Mr. Thurber's drawings are terribly bad, so bad that they are actually quite humerous. I must say that I have never seen such horrendous drawings in a book before, yet they somehow add to the story.
Overall grade: A
Enjoyable, but slight.......2003-02-19
A little fantasy story by Thurber, not silly enough to be really funny, yet definitely not a serious story, either. If it had been written within this decade, it might have had that incredibly useless label post-modern thrown on it, as Thurber was one of those writers who delighted in wordplay that acknowledges the presence of the reader. A king and his three sons--two hearty hunters like their father and the youngest a musician and poet--corner a white deer who changes into a beautiful princess. The princess cannot remember her name or family, so she sets the three sons on quests. The question in the castle is whether the princess has been enchanted to forget her name, or is she a deer that has been enchanted to resemble a princess. Everything becomes clear in the end, like all good fairy tales, and Thurber gets to have a lot of fun getting there. Hopefully, you will too. I found this to be a little too similar to the humor of Juster's The Phantom Tollbooth for me to enjoy it wholeheartedly.
Most excellent story.......2001-06-01
A real winner. This book is poetic and lovely. I couldn't ask for more.

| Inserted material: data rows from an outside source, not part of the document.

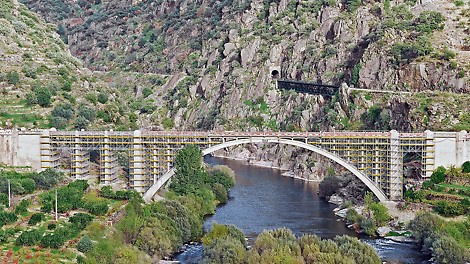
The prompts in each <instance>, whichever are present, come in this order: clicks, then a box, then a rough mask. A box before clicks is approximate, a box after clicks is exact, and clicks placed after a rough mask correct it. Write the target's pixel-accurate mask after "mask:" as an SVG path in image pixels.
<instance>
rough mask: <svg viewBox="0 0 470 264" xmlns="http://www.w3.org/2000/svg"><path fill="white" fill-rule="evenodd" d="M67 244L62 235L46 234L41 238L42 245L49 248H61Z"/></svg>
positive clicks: (64, 238) (51, 233) (43, 246)
mask: <svg viewBox="0 0 470 264" xmlns="http://www.w3.org/2000/svg"><path fill="white" fill-rule="evenodd" d="M64 243H65V237H64V235H63V234H61V233H51V234H46V235H44V236H43V237H42V238H41V245H42V246H43V247H48V248H60V247H62V246H63V245H64Z"/></svg>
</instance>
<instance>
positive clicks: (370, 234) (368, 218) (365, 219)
mask: <svg viewBox="0 0 470 264" xmlns="http://www.w3.org/2000/svg"><path fill="white" fill-rule="evenodd" d="M361 228H362V229H363V230H364V233H366V234H367V235H369V236H374V235H375V232H376V231H377V226H376V225H375V221H374V219H371V218H364V219H362V221H361Z"/></svg>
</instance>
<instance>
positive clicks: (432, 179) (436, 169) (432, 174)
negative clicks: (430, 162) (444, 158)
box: [431, 166, 446, 184]
mask: <svg viewBox="0 0 470 264" xmlns="http://www.w3.org/2000/svg"><path fill="white" fill-rule="evenodd" d="M445 173H446V169H445V168H444V167H442V166H439V167H437V169H436V170H434V172H433V173H432V174H431V181H432V182H433V183H435V184H439V183H441V182H443V181H445V177H446V174H445Z"/></svg>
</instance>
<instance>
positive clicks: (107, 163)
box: [100, 131, 118, 184]
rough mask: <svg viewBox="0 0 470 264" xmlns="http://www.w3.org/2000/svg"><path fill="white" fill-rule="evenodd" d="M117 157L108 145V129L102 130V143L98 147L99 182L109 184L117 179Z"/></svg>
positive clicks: (108, 137) (110, 183)
mask: <svg viewBox="0 0 470 264" xmlns="http://www.w3.org/2000/svg"><path fill="white" fill-rule="evenodd" d="M117 172H118V163H117V157H116V156H115V155H114V154H113V152H112V151H111V148H110V146H109V137H108V131H105V132H104V145H103V146H102V147H101V149H100V183H101V184H111V183H113V182H114V181H115V180H116V179H117V176H118V175H117Z"/></svg>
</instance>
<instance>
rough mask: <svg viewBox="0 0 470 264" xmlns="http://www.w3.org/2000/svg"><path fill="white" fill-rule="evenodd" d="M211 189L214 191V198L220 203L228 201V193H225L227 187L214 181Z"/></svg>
mask: <svg viewBox="0 0 470 264" xmlns="http://www.w3.org/2000/svg"><path fill="white" fill-rule="evenodd" d="M212 191H213V192H214V195H215V198H216V199H217V200H218V201H219V202H220V203H221V204H225V203H227V201H228V194H227V189H225V187H224V186H223V185H222V184H220V183H216V184H214V187H212Z"/></svg>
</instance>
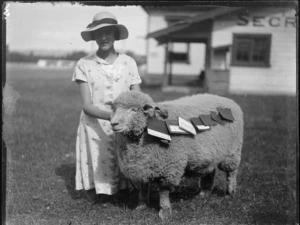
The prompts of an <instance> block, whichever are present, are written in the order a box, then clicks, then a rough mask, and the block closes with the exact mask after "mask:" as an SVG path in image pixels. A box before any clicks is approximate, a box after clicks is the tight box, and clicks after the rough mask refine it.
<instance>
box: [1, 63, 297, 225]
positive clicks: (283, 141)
mask: <svg viewBox="0 0 300 225" xmlns="http://www.w3.org/2000/svg"><path fill="white" fill-rule="evenodd" d="M6 75H7V82H9V83H10V84H11V85H12V86H13V88H14V90H15V91H17V92H18V93H19V95H20V98H19V99H18V102H17V105H16V108H15V113H14V116H13V120H12V121H11V124H10V125H9V127H8V128H7V127H6V129H5V130H4V140H5V142H6V145H7V147H8V150H7V157H8V160H7V164H8V165H7V173H6V174H7V177H6V178H7V192H6V224H14V225H15V224H38V225H40V224H47V225H48V224H66V225H71V224H72V225H75V224H178V225H179V224H188V225H189V224H195V225H196V224H295V223H296V180H297V178H296V158H297V157H298V155H296V148H297V146H296V142H297V138H298V137H297V132H298V130H297V124H298V123H297V102H296V98H295V97H287V96H253V95H230V96H228V97H230V98H232V99H234V100H235V101H236V102H237V103H238V104H240V106H241V108H242V109H243V111H244V119H245V132H244V146H243V150H242V161H241V165H240V170H239V173H238V178H237V193H236V194H235V195H234V196H232V197H228V196H225V194H224V191H225V185H224V181H225V178H224V176H225V175H224V174H223V173H222V172H220V171H217V174H216V180H215V188H214V191H213V193H212V194H211V195H210V196H207V197H202V198H201V197H199V196H197V190H196V189H195V186H194V183H193V181H190V182H189V183H188V182H187V183H186V186H184V187H183V188H182V189H181V190H177V191H176V192H174V193H172V195H171V201H172V206H173V215H172V217H171V218H170V219H169V220H168V221H165V222H161V221H160V219H159V218H158V196H157V194H156V193H155V191H154V190H152V192H151V198H150V205H149V207H148V208H147V209H145V210H142V211H137V210H135V209H134V207H135V205H136V203H137V202H136V197H137V196H136V193H133V194H131V195H125V194H118V195H116V196H110V197H107V198H103V200H102V201H101V202H99V203H97V204H91V203H89V202H88V201H87V199H86V198H85V196H84V194H83V193H82V192H80V191H75V190H74V176H75V137H76V130H77V126H78V120H79V113H80V110H81V109H80V97H79V93H78V89H77V87H76V85H75V84H74V83H72V82H71V75H72V71H71V70H38V69H34V68H25V67H8V69H7V74H6ZM143 90H144V92H147V93H149V94H150V95H151V96H152V97H153V98H154V99H155V100H157V101H161V100H167V99H175V98H177V97H179V96H181V95H182V94H180V93H168V94H163V93H161V92H160V91H159V89H157V88H149V87H144V88H143ZM188 184H190V185H188Z"/></svg>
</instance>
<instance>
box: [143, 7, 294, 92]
mask: <svg viewBox="0 0 300 225" xmlns="http://www.w3.org/2000/svg"><path fill="white" fill-rule="evenodd" d="M144 9H145V11H146V12H147V13H148V15H149V23H148V31H149V32H148V35H147V37H148V44H147V48H148V49H147V74H149V75H157V76H159V74H160V76H161V82H162V84H163V87H166V86H170V85H172V84H173V83H172V80H173V79H174V77H176V76H178V75H180V76H182V75H186V77H190V76H191V75H194V76H195V75H197V74H199V73H200V71H202V70H203V71H204V72H205V78H206V85H207V86H208V90H209V92H211V93H218V94H220V93H253V94H291V95H295V94H296V75H297V70H296V60H297V55H296V54H297V43H296V28H297V27H296V24H297V23H296V22H297V21H296V10H295V9H294V8H291V7H282V6H281V7H209V8H205V7H199V8H195V7H194V9H191V8H189V7H181V8H180V9H179V10H181V12H182V13H181V14H180V15H179V14H178V13H177V12H176V11H175V10H174V9H172V8H169V7H165V8H162V9H161V8H145V7H144Z"/></svg>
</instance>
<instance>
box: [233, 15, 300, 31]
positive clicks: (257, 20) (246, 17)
mask: <svg viewBox="0 0 300 225" xmlns="http://www.w3.org/2000/svg"><path fill="white" fill-rule="evenodd" d="M237 25H239V26H254V27H268V26H269V27H295V28H296V17H279V16H270V17H267V16H263V15H261V16H250V15H247V14H240V15H238V16H237Z"/></svg>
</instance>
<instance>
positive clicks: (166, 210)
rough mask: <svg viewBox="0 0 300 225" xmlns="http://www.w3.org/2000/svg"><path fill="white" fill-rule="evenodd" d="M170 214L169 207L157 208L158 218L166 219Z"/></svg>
mask: <svg viewBox="0 0 300 225" xmlns="http://www.w3.org/2000/svg"><path fill="white" fill-rule="evenodd" d="M171 214H172V209H171V208H166V209H161V210H159V214H158V215H159V218H161V219H162V220H165V219H168V218H169V217H170V216H171Z"/></svg>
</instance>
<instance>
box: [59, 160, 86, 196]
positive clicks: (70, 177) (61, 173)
mask: <svg viewBox="0 0 300 225" xmlns="http://www.w3.org/2000/svg"><path fill="white" fill-rule="evenodd" d="M55 174H56V175H57V176H60V177H61V178H62V179H63V180H64V182H65V186H66V189H67V191H68V194H69V195H70V196H71V198H72V199H74V200H76V199H81V198H85V196H84V194H83V193H82V191H76V190H75V174H76V165H75V163H70V164H62V165H61V166H60V167H57V168H55Z"/></svg>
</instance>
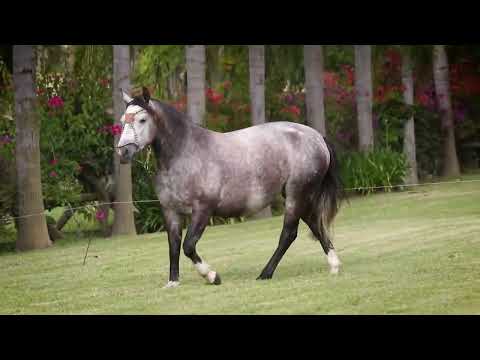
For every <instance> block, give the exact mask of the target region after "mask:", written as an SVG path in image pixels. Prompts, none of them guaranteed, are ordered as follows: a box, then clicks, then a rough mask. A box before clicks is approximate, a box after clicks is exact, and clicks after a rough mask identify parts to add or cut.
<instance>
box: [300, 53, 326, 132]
mask: <svg viewBox="0 0 480 360" xmlns="http://www.w3.org/2000/svg"><path fill="white" fill-rule="evenodd" d="M304 64H305V88H306V98H305V100H306V104H307V122H308V123H309V125H310V126H311V127H313V128H314V129H316V130H317V131H319V132H320V133H321V134H322V135H324V136H325V135H326V134H327V131H326V127H325V106H324V94H323V48H322V45H305V46H304Z"/></svg>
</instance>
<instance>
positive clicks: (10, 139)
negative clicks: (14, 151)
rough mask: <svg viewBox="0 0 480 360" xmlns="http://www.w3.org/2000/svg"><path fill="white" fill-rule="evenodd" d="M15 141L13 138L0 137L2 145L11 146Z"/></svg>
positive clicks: (12, 137) (6, 136)
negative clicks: (8, 144) (9, 145)
mask: <svg viewBox="0 0 480 360" xmlns="http://www.w3.org/2000/svg"><path fill="white" fill-rule="evenodd" d="M12 141H13V136H10V135H4V136H2V137H0V145H5V144H10V143H11V142H12Z"/></svg>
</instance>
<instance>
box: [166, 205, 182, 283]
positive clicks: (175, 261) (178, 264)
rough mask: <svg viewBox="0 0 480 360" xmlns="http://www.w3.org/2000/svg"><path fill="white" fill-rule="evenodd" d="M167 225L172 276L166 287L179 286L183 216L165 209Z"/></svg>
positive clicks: (174, 212) (168, 281)
mask: <svg viewBox="0 0 480 360" xmlns="http://www.w3.org/2000/svg"><path fill="white" fill-rule="evenodd" d="M163 214H164V217H165V225H166V228H167V232H168V247H169V255H170V277H169V279H168V283H167V285H165V288H170V287H177V286H178V285H180V282H179V275H180V271H179V259H180V244H181V243H182V221H181V220H182V218H181V216H180V215H179V214H177V213H176V212H174V211H170V210H164V211H163Z"/></svg>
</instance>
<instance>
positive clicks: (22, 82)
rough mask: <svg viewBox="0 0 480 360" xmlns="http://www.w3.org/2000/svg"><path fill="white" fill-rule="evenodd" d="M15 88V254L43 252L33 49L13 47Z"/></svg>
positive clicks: (24, 47) (44, 231) (44, 233)
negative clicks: (20, 216) (19, 216)
mask: <svg viewBox="0 0 480 360" xmlns="http://www.w3.org/2000/svg"><path fill="white" fill-rule="evenodd" d="M13 64H14V65H13V66H14V70H13V82H14V86H15V121H16V148H15V157H16V168H17V176H16V179H17V203H18V212H19V215H20V216H28V215H32V216H28V217H24V218H20V219H19V221H18V223H17V224H18V232H17V244H16V247H17V249H18V250H31V249H41V248H46V247H48V246H50V245H51V240H50V238H49V235H48V230H47V222H46V218H45V215H43V213H44V210H45V209H44V207H43V195H42V179H41V171H40V141H39V137H40V119H39V117H38V115H36V112H35V82H34V73H35V65H34V48H33V45H15V46H14V47H13Z"/></svg>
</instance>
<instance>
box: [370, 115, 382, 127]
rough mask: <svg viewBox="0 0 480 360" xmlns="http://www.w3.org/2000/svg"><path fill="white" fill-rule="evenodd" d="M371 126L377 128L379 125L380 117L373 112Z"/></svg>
mask: <svg viewBox="0 0 480 360" xmlns="http://www.w3.org/2000/svg"><path fill="white" fill-rule="evenodd" d="M372 126H373V128H374V129H378V127H379V126H380V118H379V116H378V114H375V113H374V114H373V116H372Z"/></svg>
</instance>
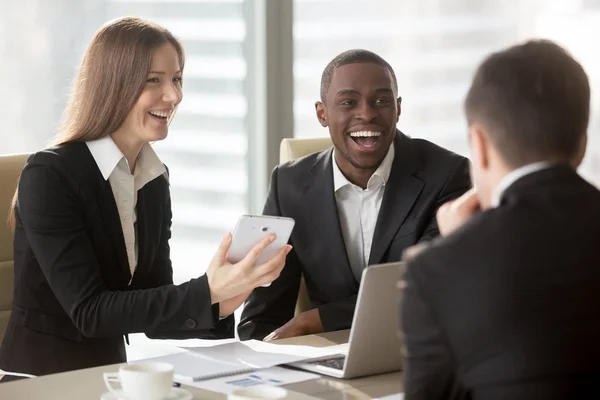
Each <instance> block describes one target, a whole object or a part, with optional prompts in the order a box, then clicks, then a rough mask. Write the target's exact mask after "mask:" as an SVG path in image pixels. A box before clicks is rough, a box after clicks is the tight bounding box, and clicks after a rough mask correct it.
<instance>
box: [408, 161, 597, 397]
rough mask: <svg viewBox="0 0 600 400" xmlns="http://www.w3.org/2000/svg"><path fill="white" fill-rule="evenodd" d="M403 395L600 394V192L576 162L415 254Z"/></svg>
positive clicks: (480, 216)
mask: <svg viewBox="0 0 600 400" xmlns="http://www.w3.org/2000/svg"><path fill="white" fill-rule="evenodd" d="M406 283H407V284H406V289H405V291H404V301H403V305H402V310H401V320H402V328H403V330H404V333H405V340H406V346H407V362H406V363H405V365H406V372H405V381H406V383H405V390H406V399H407V400H411V399H448V398H451V397H452V396H453V395H454V394H458V395H459V396H460V395H467V397H469V398H472V399H486V400H488V399H533V400H535V399H546V400H547V399H582V398H600V397H596V396H597V395H598V394H599V393H600V192H598V191H597V190H596V189H595V188H594V187H592V186H591V185H590V184H588V183H587V182H585V181H584V180H583V179H582V178H581V177H579V176H578V175H577V174H576V172H575V171H573V170H572V169H570V168H568V167H563V166H556V167H552V168H549V169H545V170H542V171H538V172H535V173H533V174H531V175H527V176H525V177H523V178H521V179H519V180H518V181H516V182H515V183H514V184H513V185H511V186H510V187H509V188H508V189H507V190H506V192H505V193H504V194H503V196H502V201H501V205H500V206H499V207H498V208H495V209H491V210H488V211H486V212H484V213H482V214H480V215H478V216H476V217H475V218H473V220H471V221H470V222H469V223H468V224H467V225H466V226H464V227H463V228H461V229H460V230H459V231H457V232H456V233H455V234H452V235H450V236H448V237H446V238H443V239H440V240H438V241H436V243H435V244H434V245H432V246H431V247H430V248H429V249H428V250H426V251H425V252H424V253H422V254H421V255H419V256H418V257H417V258H416V259H415V260H413V261H412V262H410V263H409V265H408V268H407V272H406Z"/></svg>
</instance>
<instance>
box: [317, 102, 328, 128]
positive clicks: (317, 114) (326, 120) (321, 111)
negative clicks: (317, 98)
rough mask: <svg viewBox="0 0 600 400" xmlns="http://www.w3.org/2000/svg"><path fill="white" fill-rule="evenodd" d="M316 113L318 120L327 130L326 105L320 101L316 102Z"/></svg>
mask: <svg viewBox="0 0 600 400" xmlns="http://www.w3.org/2000/svg"><path fill="white" fill-rule="evenodd" d="M315 111H316V112H317V119H318V120H319V123H320V124H321V126H322V127H323V128H327V125H328V123H327V113H326V112H325V104H323V103H322V102H320V101H317V102H315Z"/></svg>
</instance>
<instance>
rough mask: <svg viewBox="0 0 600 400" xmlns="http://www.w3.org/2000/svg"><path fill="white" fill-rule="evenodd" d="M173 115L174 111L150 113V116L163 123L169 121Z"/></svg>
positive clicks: (150, 112) (149, 112)
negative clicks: (156, 119)
mask: <svg viewBox="0 0 600 400" xmlns="http://www.w3.org/2000/svg"><path fill="white" fill-rule="evenodd" d="M172 113H173V110H161V111H148V114H150V115H151V116H153V117H154V118H157V119H159V120H162V121H165V120H167V119H169V117H170V116H171V114H172Z"/></svg>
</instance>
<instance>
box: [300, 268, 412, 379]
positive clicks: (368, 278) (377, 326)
mask: <svg viewBox="0 0 600 400" xmlns="http://www.w3.org/2000/svg"><path fill="white" fill-rule="evenodd" d="M403 273H404V264H403V263H401V262H397V263H389V264H380V265H373V266H370V267H368V268H365V269H364V270H363V273H362V280H361V283H360V289H359V290H358V300H357V301H356V310H355V311H354V319H353V320H352V329H351V330H350V339H349V341H348V355H346V356H345V355H343V354H338V355H333V356H329V357H327V358H320V359H318V360H311V361H301V362H297V363H293V364H290V366H292V367H295V368H300V369H304V370H307V371H312V372H317V373H319V374H323V375H329V376H333V377H335V378H346V379H347V378H356V377H360V376H366V375H375V374H381V373H385V372H392V371H398V370H401V369H402V356H401V350H402V349H401V347H402V342H401V340H400V336H399V332H398V329H399V326H398V310H399V308H398V307H399V301H400V290H399V289H398V287H397V283H398V281H399V280H400V278H401V277H402V274H403Z"/></svg>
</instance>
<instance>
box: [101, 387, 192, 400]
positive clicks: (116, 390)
mask: <svg viewBox="0 0 600 400" xmlns="http://www.w3.org/2000/svg"><path fill="white" fill-rule="evenodd" d="M193 398H194V396H192V394H191V393H190V392H189V391H188V390H186V389H183V388H173V389H171V391H170V392H169V394H168V395H167V397H165V398H164V400H192V399H193ZM100 400H127V396H125V393H123V391H122V390H115V391H114V392H106V393H104V394H103V395H102V396H100Z"/></svg>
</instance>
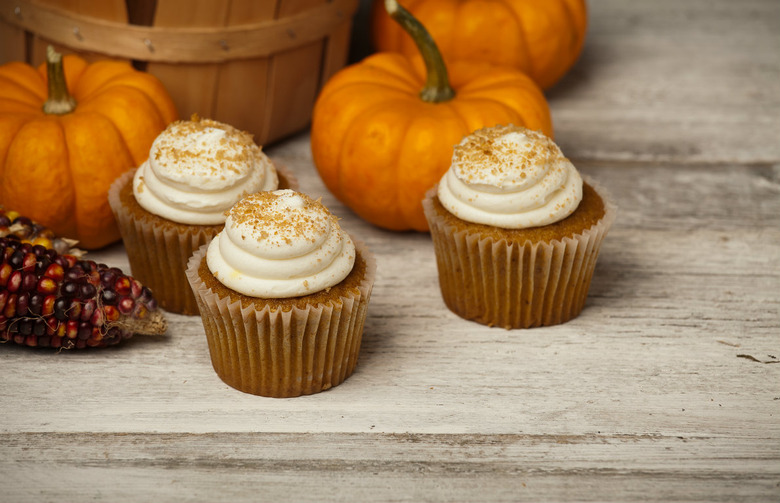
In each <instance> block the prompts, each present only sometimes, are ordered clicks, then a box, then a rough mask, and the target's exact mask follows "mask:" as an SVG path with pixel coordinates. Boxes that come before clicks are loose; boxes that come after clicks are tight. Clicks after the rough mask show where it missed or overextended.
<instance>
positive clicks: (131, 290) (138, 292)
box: [130, 279, 144, 299]
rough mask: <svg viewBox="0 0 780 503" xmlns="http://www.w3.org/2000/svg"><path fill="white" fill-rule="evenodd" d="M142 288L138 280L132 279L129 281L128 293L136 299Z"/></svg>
mask: <svg viewBox="0 0 780 503" xmlns="http://www.w3.org/2000/svg"><path fill="white" fill-rule="evenodd" d="M143 288H144V287H143V285H142V284H141V283H139V282H138V280H136V279H133V280H132V281H131V282H130V295H132V297H133V298H134V299H137V298H138V296H139V295H141V290H143Z"/></svg>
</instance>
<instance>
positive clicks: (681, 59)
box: [0, 0, 780, 502]
mask: <svg viewBox="0 0 780 503" xmlns="http://www.w3.org/2000/svg"><path fill="white" fill-rule="evenodd" d="M735 4H736V3H734V2H730V1H728V0H717V1H707V2H705V1H700V0H686V1H677V2H669V1H658V2H652V3H649V2H625V1H622V0H600V1H595V0H594V1H593V2H591V3H590V4H589V5H590V6H591V12H590V15H591V31H590V33H589V38H588V42H587V45H586V51H585V55H584V57H583V60H582V62H581V63H580V64H579V65H578V66H577V67H576V68H575V70H574V72H573V73H572V75H570V77H567V79H566V80H564V81H563V82H562V83H561V85H559V86H558V87H556V89H554V90H553V91H552V92H551V94H550V100H551V106H552V109H553V114H554V117H555V121H556V128H557V131H558V133H557V138H558V141H559V143H560V144H561V145H562V148H564V152H565V153H566V154H567V155H569V156H570V157H571V158H572V159H573V160H574V161H575V163H576V164H577V165H578V166H579V167H580V168H581V170H582V172H583V173H585V174H586V175H587V176H590V177H591V178H593V179H594V180H596V181H598V183H599V184H600V185H602V186H603V187H604V188H605V189H606V190H608V191H609V193H610V194H611V195H612V197H613V199H614V200H615V202H616V203H617V205H618V206H619V216H618V219H617V221H616V223H615V225H614V227H613V229H612V231H611V232H610V234H609V236H608V237H607V239H606V241H605V244H604V247H603V249H602V252H601V256H600V259H599V264H598V267H597V270H596V274H595V275H594V279H593V283H592V286H591V290H590V295H589V298H588V302H587V304H586V308H585V310H584V311H583V312H582V314H581V315H580V317H578V318H576V319H575V320H572V321H571V322H569V323H567V324H565V325H561V326H557V327H548V328H542V329H533V330H525V331H523V330H520V331H506V330H503V329H496V328H492V329H491V328H488V327H483V326H480V325H477V324H474V323H471V322H467V321H464V320H461V319H459V318H458V317H456V316H455V315H454V314H452V313H450V312H449V311H448V310H447V309H446V307H445V306H444V304H443V302H442V301H441V297H440V295H439V292H438V286H437V283H436V281H437V275H436V266H435V263H434V259H433V249H432V245H431V242H430V237H429V236H427V235H425V234H417V233H391V232H387V231H383V230H380V229H377V228H374V227H371V226H370V225H368V224H367V223H365V222H363V221H361V220H359V219H358V218H357V217H355V216H354V214H352V213H351V212H350V211H349V210H348V209H347V208H345V207H344V206H343V205H341V204H340V203H338V201H336V200H335V199H334V198H333V196H332V195H330V194H329V193H328V192H327V190H326V189H325V188H324V186H323V185H322V182H321V181H320V179H319V177H318V176H317V174H316V171H315V169H314V167H313V165H312V162H311V154H310V151H309V144H308V141H309V138H308V135H307V134H302V135H299V136H296V137H294V138H292V139H290V140H288V141H286V142H284V143H282V144H279V145H276V146H274V147H273V148H270V149H267V150H268V152H269V154H270V155H271V156H272V157H273V158H274V159H276V160H278V161H280V162H281V163H283V164H284V165H285V166H287V167H288V168H289V169H291V170H293V171H294V172H295V173H296V175H297V176H298V177H299V179H300V182H301V183H300V184H301V188H302V190H304V191H305V192H307V193H309V194H311V195H313V196H315V197H317V196H322V197H323V202H324V203H325V204H326V205H328V206H329V207H330V208H331V209H332V210H333V211H334V212H335V213H336V214H337V215H339V216H340V217H341V218H342V223H343V225H344V227H345V228H347V229H348V230H349V231H350V232H352V233H353V234H355V235H357V236H358V237H360V238H361V239H363V240H364V241H365V242H366V243H367V244H368V246H369V247H370V248H371V249H372V251H373V252H374V253H375V254H376V256H377V262H378V271H377V281H376V284H375V287H374V293H373V296H372V300H371V304H370V305H369V311H368V319H367V322H366V329H365V335H364V339H363V346H362V349H361V354H360V361H359V364H358V367H357V369H356V371H355V374H354V375H353V376H352V377H350V378H349V379H348V380H347V381H346V382H345V383H343V384H342V385H340V386H338V387H336V388H334V389H332V390H329V391H327V392H324V393H321V394H318V395H314V396H309V397H301V398H296V399H285V400H278V399H268V398H261V397H255V396H250V395H245V394H242V393H240V392H237V391H235V390H233V389H231V388H229V387H228V386H226V385H225V384H224V383H222V382H221V381H220V380H219V378H218V377H217V376H216V374H215V373H214V371H213V369H212V368H211V365H210V362H209V357H208V351H207V348H206V342H205V337H204V335H203V328H202V325H201V324H200V321H199V319H198V318H196V317H185V316H177V315H170V316H169V321H170V329H169V332H168V334H167V335H166V336H164V337H160V338H148V337H146V338H144V337H141V336H137V337H135V338H133V339H131V340H130V341H128V342H127V344H123V345H122V346H120V347H116V348H110V349H106V350H101V351H71V352H61V353H56V352H51V351H35V350H30V349H28V348H23V347H17V346H12V345H4V346H2V347H0V362H1V363H0V365H2V369H3V376H4V377H5V382H4V386H2V387H1V388H0V480H2V481H3V488H2V491H0V501H2V502H6V501H7V502H39V501H90V500H92V501H111V502H131V501H152V500H153V501H158V502H159V501H163V502H165V501H222V500H228V499H229V500H231V501H239V502H241V501H258V500H264V501H282V500H293V501H345V502H346V501H399V502H401V501H403V502H406V501H408V502H417V501H447V502H450V501H664V502H666V501H749V502H750V501H756V502H759V501H760V502H765V501H766V502H769V501H778V497H779V496H778V495H780V363H778V362H780V142H777V141H774V140H776V139H777V135H778V131H780V128H779V127H777V126H780V124H778V123H779V122H780V88H778V82H780V79H777V78H776V77H778V76H780V55H778V54H780V53H779V52H778V51H770V49H773V48H776V47H777V46H778V44H775V42H776V41H777V37H778V33H779V32H780V30H778V29H777V28H778V23H780V21H778V18H779V17H780V16H775V18H772V16H773V15H775V14H778V11H779V10H780V7H779V6H780V3H778V2H776V1H772V0H766V1H749V2H744V3H740V5H742V6H743V8H741V9H737V8H735V7H734V5H735ZM651 5H652V6H654V7H651ZM664 20H665V22H664ZM761 27H765V28H766V29H761ZM716 35H717V36H716ZM705 39H706V40H705ZM705 42H706V43H705ZM716 42H717V43H716ZM694 47H696V48H697V49H699V51H694V50H692V48H694ZM642 60H645V63H646V64H642ZM716 60H719V61H720V62H721V63H720V65H721V66H718V65H716V66H714V67H713V66H711V65H710V64H709V63H710V62H712V61H716ZM740 61H742V63H741V65H743V66H742V67H744V68H748V67H750V68H753V67H755V68H759V69H760V70H756V71H755V72H753V73H750V72H747V73H744V72H743V73H739V72H735V71H733V70H735V69H737V68H738V67H740V63H739V62H740ZM683 67H684V68H687V71H688V73H687V74H686V75H687V76H686V77H684V79H683V77H681V76H680V75H677V74H675V73H674V72H672V71H671V70H673V69H675V68H683ZM724 70H729V71H725V72H724ZM720 74H723V75H724V76H723V77H722V78H721V80H718V79H716V78H715V77H717V76H718V75H720ZM772 76H774V77H772ZM680 79H683V80H685V83H686V86H684V87H681V86H680V85H677V84H680ZM713 79H714V80H713ZM621 82H622V84H621ZM697 89H699V92H696V90H697ZM753 91H755V92H753ZM759 91H760V92H759ZM719 123H720V126H721V127H718V124H719ZM773 141H774V142H773ZM93 256H94V258H95V259H97V260H101V261H104V262H106V263H109V264H111V265H115V266H119V267H122V268H124V269H125V270H127V269H128V263H127V257H126V255H125V253H124V249H123V247H122V246H121V244H118V245H114V246H111V247H109V248H107V249H105V250H102V251H100V252H97V253H93Z"/></svg>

Has Its Moments.......1999-02-12
It's obvious Thurber lavished a lot of attention on this fantasy about a mythical king with a mythical name and a myth-like story. The craftsmanship in the writing is unusually good, poetry and all. It's ultimately the content that is the major problem -- a long story with lots of parallel events, the way a real Brothers Grimm story might proceed. Doesn't seem to have much of an ending. The character of the king is striking, if you want your king to look like Brian Blessed in the first Black Adder on TV. Nice touch giving the king his editor's expression at the New Yorker: "Done AND done." But I have to admit, I was glad when it was.
Excellant story for the young at heart of all ages.......1998-04-24
Great story with masterful language. A real treat.